Thermodynamics and density of binding of a panel of antibodies to high-molecular-weight capsular polysaccharides.

The interaction between antipolysaccharide (anti-PS) antibodies and their antigens was investigated by the use of isothermal titration calorimetry to determine the thermodynamic binding constant (K), the change in the enthalpy of binding (DeltaH), and the binding density (N) to high-molecular-weight PSs. From these values, the change in the entropy of binding (DeltaS) was calculated. The thermodynamic parameters of binding to high-molecular-weight capsular PSs are reported for two monoclonal antibodies (MAbs) with different specificities for meningococcal serogroup C PS, five MAbs specific for different pneumococcal serotypes, and the Fab fragments of two antipneumococcal MAbs. The K values were in the range of 10(6) to 10(7) M(-1), and these values were 1 to 2 orders of magnitude greater than the previously reported K values derived from antibody-oligosaccharide interactions. The DeltaH associated with binding was favorable for each MAb and Fab fragment. The DeltaS associated with binding was also generally favorable for both the MAbs and the Fab fragments, with the exception of the anti-serotype 14 MAb and its Fab fragment.
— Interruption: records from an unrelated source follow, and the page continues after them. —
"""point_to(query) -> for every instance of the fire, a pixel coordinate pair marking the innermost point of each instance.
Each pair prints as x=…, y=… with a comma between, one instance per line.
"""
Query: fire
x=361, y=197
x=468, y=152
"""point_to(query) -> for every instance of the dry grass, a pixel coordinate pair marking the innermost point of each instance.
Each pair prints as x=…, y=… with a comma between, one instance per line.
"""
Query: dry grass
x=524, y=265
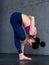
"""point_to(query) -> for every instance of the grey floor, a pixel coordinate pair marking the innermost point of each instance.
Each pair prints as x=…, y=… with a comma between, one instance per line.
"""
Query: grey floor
x=12, y=59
N provides information regarding how densely MAbs or Fabs can bind along PS chains and, as expressed in terms of monosaccharides, was very similar for the seven MAbs, with an average of 12 monosaccharides per bound MAb. The value of N for each Fab was smaller, with five or seven monosaccharides per bound Fab. These results suggest that steric interactions between antibody molecules are a major influence on the values of N of high-affinity MAbs to capsular PSs.